# Statistical analysis (Single Population) on last_year_join

Univariate analysis is perhaps the simplest form of statistical analysis. The key fact is that only one variable is involved.

Bivariate analysis involves the analysis of two variables (often denoted as X, Y), for the purpose of determining the empirical relationship between them.

<center>**For bivariate analysis please use the Statistical analysis (Multiple Populations) variant of this notebook.**</center>

* [Setup and loading the data](#setup)
* [Preprocessing of the data](#preprocessing)
* [Statistical analysis and vizualisation](#general)
* [Single population tests](#tests_single)

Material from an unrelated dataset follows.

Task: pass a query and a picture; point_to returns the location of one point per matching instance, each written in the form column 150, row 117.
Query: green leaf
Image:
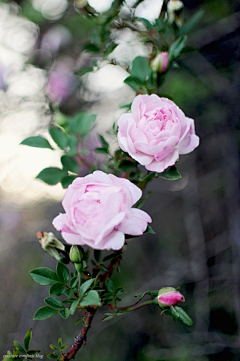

<center><strong>Select Cell > Run All to execute the whole analysis</strong></center>

## Setup and dataset loading <a id="setup" /> 

First of all, let's load the libraries that we'll use

In [0]:
%pylab inline

In [0]:
import dataiku                               # Access to Dataiku datasets
import pandas as pd, numpy as np             # Data manipulation 
from matplotlib import pyplot as plt         # Graphing
import seaborn as sns                        # Graphing
#sns.set(style="white")                       # Tuning the style of charts
import warnings                              # Disable some warnings
warnings.filterwarnings("ignore",category=DeprecationWarning)
from scipy import stats                      # Stats

The first thing we do is now to load the dataset and put aside the three main types of columns:

* Numerics
* Categorical
* Dates

Statistical analysis requires having the data in memory, we are only going to load a sample of the data. Modify the following cell to change the size of the sample.

In [0]:
dataset_limit = 10000

Load a DSS dataset as a Pandas dataframe

In [0]:
# Take a handle on the dataset
mydataset = dataiku.Dataset("last_year_join")

# Load the first lines.
# You can also load random samples, limit yourself to some columns, or only load
# data matching some filters.
#
# Please refer to the Dataiku Python API documentation for more information
df = mydataset.get_dataframe(limit = dataset_limit)

df_orig = df.copy()

# Get the column names
numerical_columns = list(df.select_dtypes(include=[np.number]).columns)
categorical_columns = list(df.select_dtypes(include=[object]).columns)
date_columns = list(df.select_dtypes(include=['<M8[ns]']).columns)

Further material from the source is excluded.